Friday, January 09, 2004

The South Will Rise Again

I've been following a line of posts at Pineapple Girl: Melee on the topic of Manners, Geographical -- how people from the South act differently from those damn Yankees from places like New York. I'm developing a real liking for Pineapple Girl that I'm cultivating slowly, but this inspired me to send her the following.

I've been enjoying the back-and-forth conversation on Southern Manners, and thought I'd toss in my two cents. You might have a door you want to penny-wedge.

I live in Florida. Central Florida, not too far from Disney. I was born here (before Disney) and grew up here, with frequent visits to the Ashville NC area. Central Florida, however, is not really The South, despite geographic evidence. It is Ohio and Pennsylvannia and Quebec and several Latin American countries and some parts of Asia. Having so many theme parks move in to what was once cattle ranches and citrus groves does make for some interesting exchanges. I've gotten to observe a lot of different types of manners. Years of such observation have led me to conclusions thusly:

Brazilians are the nicest, most polite people individually or in pairs, but are herds of maurauding cattle in large groups following a tourguide flag. I'm talking about being actually run over. Foot prints on your head.

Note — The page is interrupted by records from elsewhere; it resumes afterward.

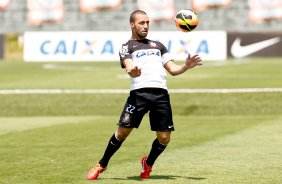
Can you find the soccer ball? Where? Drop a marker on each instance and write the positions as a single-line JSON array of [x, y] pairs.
[[186, 20]]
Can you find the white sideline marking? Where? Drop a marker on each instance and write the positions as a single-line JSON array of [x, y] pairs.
[[120, 91]]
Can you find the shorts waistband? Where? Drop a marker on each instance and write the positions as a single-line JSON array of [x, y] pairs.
[[150, 90]]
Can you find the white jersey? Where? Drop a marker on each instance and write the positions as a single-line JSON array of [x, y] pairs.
[[150, 56]]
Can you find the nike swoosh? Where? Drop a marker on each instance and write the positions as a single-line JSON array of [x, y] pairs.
[[239, 51]]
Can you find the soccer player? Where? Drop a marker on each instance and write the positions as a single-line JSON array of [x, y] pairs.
[[146, 62]]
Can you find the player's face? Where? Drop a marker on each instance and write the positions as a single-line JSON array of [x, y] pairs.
[[141, 26]]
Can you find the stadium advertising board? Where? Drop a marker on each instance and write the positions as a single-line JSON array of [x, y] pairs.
[[105, 46], [242, 45]]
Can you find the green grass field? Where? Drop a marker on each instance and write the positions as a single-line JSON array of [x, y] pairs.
[[219, 137]]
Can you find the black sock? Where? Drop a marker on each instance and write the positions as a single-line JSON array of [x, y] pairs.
[[157, 149], [113, 145]]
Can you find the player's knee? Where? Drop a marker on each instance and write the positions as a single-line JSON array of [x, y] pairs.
[[164, 138], [122, 133]]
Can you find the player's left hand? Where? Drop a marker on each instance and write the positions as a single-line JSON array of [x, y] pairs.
[[192, 61]]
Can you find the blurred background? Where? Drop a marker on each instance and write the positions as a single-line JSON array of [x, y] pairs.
[[251, 20]]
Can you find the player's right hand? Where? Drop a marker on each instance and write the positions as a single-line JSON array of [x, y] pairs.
[[134, 72]]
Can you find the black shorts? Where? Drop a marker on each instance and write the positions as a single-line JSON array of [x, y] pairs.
[[153, 100]]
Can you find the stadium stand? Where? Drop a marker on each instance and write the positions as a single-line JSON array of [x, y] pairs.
[[233, 18]]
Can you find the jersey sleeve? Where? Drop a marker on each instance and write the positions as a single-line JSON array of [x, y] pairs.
[[165, 54], [124, 53]]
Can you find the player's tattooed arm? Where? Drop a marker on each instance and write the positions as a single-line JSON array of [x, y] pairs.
[[132, 71]]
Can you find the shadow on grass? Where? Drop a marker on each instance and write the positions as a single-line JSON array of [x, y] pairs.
[[159, 177]]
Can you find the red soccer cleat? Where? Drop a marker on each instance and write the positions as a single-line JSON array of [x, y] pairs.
[[146, 170], [94, 172]]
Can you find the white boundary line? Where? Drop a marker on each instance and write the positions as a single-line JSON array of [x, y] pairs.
[[121, 91]]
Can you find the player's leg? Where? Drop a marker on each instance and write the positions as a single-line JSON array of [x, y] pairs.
[[114, 144], [161, 122], [158, 146]]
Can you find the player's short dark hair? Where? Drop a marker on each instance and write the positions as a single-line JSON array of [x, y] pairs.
[[133, 14]]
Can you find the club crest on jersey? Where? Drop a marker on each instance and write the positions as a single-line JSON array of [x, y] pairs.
[[126, 118], [123, 50], [153, 44]]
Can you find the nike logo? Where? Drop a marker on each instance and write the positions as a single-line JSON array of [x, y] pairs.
[[239, 51]]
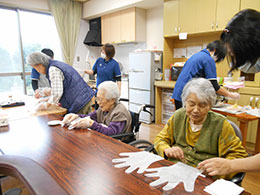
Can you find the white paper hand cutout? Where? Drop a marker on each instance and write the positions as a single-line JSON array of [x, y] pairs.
[[175, 174], [135, 160]]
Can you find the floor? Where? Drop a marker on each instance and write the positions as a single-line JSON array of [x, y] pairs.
[[251, 182]]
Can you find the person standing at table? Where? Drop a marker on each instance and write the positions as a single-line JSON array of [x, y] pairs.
[[202, 64], [242, 39], [40, 80], [106, 68], [67, 87]]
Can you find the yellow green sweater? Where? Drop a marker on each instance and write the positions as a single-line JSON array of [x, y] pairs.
[[216, 139]]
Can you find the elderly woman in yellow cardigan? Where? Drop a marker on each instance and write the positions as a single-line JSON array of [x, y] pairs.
[[195, 133]]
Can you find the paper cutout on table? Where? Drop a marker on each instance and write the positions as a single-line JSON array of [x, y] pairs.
[[175, 174], [135, 160], [192, 50], [223, 187]]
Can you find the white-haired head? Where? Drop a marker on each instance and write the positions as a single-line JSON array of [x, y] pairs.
[[202, 88], [111, 90], [36, 58]]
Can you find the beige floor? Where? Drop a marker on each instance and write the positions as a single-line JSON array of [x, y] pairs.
[[251, 182]]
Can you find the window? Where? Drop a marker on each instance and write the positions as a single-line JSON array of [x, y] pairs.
[[23, 32]]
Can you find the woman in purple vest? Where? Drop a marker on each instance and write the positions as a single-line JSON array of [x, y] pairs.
[[67, 87]]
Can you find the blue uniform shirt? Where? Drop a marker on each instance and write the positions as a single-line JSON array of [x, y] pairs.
[[106, 70], [35, 75], [200, 64]]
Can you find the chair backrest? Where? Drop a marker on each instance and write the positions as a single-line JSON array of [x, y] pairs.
[[236, 129]]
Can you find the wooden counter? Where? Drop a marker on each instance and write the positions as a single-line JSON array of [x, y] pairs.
[[159, 85]]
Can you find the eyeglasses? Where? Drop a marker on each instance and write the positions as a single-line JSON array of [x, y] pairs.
[[99, 99]]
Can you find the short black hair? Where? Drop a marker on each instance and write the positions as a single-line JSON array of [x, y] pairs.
[[218, 47], [242, 36], [48, 52], [109, 50]]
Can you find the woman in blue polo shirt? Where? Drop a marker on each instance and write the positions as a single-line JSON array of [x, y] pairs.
[[202, 64], [106, 68]]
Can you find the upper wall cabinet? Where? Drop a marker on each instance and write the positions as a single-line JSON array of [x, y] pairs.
[[128, 25], [253, 4], [197, 16]]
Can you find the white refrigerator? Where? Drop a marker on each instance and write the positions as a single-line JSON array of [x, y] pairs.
[[142, 66]]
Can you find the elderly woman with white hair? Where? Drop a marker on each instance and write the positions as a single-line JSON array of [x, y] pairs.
[[195, 133], [110, 118], [67, 87]]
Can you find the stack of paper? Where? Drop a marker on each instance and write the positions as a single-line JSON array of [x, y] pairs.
[[223, 187]]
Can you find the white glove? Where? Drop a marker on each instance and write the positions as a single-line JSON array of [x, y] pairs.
[[41, 106], [80, 123], [68, 118], [175, 174], [234, 95], [140, 160]]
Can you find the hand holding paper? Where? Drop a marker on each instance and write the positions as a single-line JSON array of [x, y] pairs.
[[135, 160], [175, 174]]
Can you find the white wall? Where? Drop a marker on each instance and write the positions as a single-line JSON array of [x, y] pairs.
[[37, 5], [154, 28]]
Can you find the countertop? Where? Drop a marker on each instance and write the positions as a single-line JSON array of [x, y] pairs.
[[165, 84]]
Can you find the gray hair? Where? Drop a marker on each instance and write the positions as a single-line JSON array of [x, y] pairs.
[[36, 58], [202, 88], [111, 90]]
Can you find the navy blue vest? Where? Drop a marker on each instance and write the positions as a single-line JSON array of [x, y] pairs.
[[76, 92]]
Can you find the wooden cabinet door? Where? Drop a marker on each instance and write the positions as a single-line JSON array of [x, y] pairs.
[[127, 25], [253, 4], [205, 15], [187, 15], [105, 29], [115, 27], [170, 18], [225, 11]]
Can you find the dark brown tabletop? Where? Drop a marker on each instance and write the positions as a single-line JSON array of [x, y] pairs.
[[81, 160]]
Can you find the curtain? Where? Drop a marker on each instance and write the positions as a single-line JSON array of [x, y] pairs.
[[67, 16]]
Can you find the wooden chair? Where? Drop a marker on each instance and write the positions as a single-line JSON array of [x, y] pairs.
[[34, 177]]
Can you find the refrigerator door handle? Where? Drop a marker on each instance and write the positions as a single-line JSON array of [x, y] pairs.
[[134, 70]]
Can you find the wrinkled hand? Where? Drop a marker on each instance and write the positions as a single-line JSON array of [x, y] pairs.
[[216, 166], [81, 123], [135, 160], [42, 106], [68, 118], [234, 95], [174, 152], [175, 174], [37, 94]]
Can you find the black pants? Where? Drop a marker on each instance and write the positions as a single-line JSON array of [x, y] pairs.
[[178, 104]]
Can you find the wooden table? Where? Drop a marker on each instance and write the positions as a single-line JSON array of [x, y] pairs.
[[81, 160], [244, 119]]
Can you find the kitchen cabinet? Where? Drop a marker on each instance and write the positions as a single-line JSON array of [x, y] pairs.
[[197, 16], [171, 18], [124, 26], [252, 4]]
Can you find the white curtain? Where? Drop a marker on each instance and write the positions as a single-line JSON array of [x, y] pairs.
[[67, 16]]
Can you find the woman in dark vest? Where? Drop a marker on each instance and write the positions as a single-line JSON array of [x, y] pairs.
[[194, 133], [110, 118], [67, 87]]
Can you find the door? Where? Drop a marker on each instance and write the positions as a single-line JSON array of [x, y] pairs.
[[140, 70]]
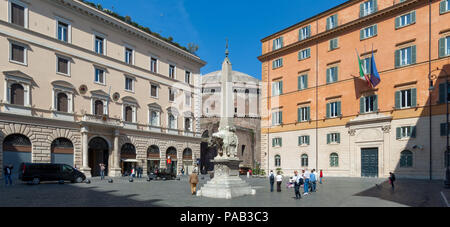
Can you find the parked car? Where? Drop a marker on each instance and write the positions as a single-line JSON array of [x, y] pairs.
[[36, 173]]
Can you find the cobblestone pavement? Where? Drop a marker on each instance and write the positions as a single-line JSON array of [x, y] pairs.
[[335, 192]]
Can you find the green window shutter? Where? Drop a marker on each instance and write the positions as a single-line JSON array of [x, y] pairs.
[[442, 93], [397, 58], [442, 7], [413, 131], [413, 54], [397, 99], [361, 105], [414, 97], [442, 47], [339, 108], [328, 110], [397, 22]]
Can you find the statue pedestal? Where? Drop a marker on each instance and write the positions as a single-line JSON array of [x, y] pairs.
[[226, 183]]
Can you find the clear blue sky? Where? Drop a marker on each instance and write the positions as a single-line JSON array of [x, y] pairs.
[[209, 22]]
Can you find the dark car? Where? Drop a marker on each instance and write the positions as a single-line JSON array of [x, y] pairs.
[[36, 173]]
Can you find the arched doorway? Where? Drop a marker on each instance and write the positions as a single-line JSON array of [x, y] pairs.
[[128, 156], [188, 163], [153, 159], [171, 154], [62, 151], [16, 149], [98, 153]]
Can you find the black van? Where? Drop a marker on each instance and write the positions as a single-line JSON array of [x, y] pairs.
[[36, 173]]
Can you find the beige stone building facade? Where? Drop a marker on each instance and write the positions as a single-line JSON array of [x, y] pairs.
[[82, 87]]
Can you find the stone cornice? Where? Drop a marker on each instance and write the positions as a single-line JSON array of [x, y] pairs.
[[107, 19], [360, 22]]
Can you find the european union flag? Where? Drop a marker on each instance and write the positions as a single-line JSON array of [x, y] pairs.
[[374, 76]]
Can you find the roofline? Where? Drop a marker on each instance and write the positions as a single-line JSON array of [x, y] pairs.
[[310, 19], [136, 30]]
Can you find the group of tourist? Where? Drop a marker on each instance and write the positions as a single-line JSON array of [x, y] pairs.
[[306, 178]]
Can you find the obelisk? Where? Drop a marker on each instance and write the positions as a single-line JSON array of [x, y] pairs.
[[226, 183]]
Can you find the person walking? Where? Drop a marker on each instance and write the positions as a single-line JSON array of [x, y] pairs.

People on vacation feel highly entitled. THEY are on vacation. YOU, who live in the area, are obviously supposed to cater to THEM. Even if you don't work in the place where they are waiting to be served.

Being native to the area means you are supposed to be up-to-date on the housing market for at least a four county area. You should be able to reel off important details such as distances to shopping and local activities for seniors while waiting in line to pick up your lunch. Wearing a gold monogrammed blazer and earning a commission is irrelevant. Don't you LIVE here?

You have to know SOMEONE who works at (theme park) who would be willing to wait at the gate to sign in a total stranger for free/give them discount tickets/sneak them in the back way. You'll do this because you are Southern and therefore bound by oath to display Southern Hospitality.

No matter how pure your elocution, how dulcet your voice, how careful your pronounciation, or how cultured your tones, you will still be told you "talk like a redneck", "have the Deepest Southern Accent" (in an characature Southern Accent), or speak "All Southern Fried" and they can't understand a word you are saying. You are not allowed to smack these people across the mouth. People from Texas, Alabama, Mississippi, or the Florida Panhandle area will ask if you are from Ohio.